The Summer of Applied Geophysical Experience (SAGE) of 2023 undertook investigations in locating the early western margin of the Rio Grande rift that is obscured under the Jemez Mountains volcanic field (JMVF). SAGE, a geophysical field course operating in New Mexico for 40 years, has produced geophysical data used to interpret the subsurface geology of the Rio Grande rift. Gravity data has been the best means of extending the subsurface interpretation beyond areas with seismic control.

New gravity data in the southern JMVF and Valles Caldera areas collected by SAGE was merged with lesser quality legacy data collected in the 1970s and earlier.
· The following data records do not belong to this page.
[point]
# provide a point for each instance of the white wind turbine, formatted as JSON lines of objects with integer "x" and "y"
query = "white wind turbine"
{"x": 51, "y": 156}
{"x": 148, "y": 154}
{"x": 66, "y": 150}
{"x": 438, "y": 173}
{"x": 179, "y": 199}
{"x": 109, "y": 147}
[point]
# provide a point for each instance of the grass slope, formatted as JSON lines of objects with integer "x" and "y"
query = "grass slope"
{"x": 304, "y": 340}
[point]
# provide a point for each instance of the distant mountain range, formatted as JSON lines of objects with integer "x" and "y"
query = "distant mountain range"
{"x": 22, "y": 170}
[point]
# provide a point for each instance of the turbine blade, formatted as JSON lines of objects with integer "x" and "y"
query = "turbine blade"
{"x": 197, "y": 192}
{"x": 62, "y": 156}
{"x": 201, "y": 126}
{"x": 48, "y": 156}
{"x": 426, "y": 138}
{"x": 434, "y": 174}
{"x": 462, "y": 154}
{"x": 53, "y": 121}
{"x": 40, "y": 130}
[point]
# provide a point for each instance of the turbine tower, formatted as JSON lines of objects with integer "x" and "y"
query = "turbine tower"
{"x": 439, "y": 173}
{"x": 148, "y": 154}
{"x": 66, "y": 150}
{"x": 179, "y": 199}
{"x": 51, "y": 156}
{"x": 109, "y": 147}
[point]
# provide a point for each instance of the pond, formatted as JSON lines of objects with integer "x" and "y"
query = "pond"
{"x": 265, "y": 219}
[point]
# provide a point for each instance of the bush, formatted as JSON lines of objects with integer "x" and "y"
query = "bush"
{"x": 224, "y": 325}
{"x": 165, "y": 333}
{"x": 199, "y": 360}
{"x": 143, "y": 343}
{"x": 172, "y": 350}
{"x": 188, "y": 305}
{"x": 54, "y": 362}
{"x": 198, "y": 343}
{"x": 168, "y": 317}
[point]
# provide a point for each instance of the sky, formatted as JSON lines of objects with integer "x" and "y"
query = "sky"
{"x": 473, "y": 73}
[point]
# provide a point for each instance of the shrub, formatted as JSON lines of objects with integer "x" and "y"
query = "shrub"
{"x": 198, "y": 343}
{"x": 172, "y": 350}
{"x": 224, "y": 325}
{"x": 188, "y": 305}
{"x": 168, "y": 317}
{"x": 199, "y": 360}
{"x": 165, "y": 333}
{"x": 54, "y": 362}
Since there was no modern coverage in the northern JMVF, a gravity survey was undertaken in the summer of 2023 and 73 stations with excellent gravity control from absolute gravity stations and precision phase-differential GPS elevations were added to enhance gravity modeling in the northern JMVF.

A gravity low coincides with normal faults between Abiquiu in the north and the Valles Caldera in the south. Compiled geologic mapping by the New Mexico Bureau of Geology and a recent structural study documenting clockwise rotation of extension in this area aided interpretation of the data. The faults bounding the gravity low include the Coyote, Gonzales and Cañones fault zones. Widely scattered outcrops of the rift-related Abiquiu Formation and Santa Fe Group sediments are associated with fault zones and the gravity low in the northern JVMF.

Additional constraints are provided by seismic reflection and refraction profiles shot by SAGE in 1989, 1990, 1991 and 1994 in areas just north and east of the JVMF. Gravity modeling constrained by seismic and geologic data makes a strong case for the existence of a broad, shallow early Miocene rift basin in the northern Jemez Mountains overlain by volcanic rocks ranging in age from about 10 to 2.5 Ma (Lobato, La Grulla and Tschicoma formations). The evolution of the JVMF appears to have been strongly influenced by the pre-existing and ongoing rift faulting through the Miocene to Pliocene.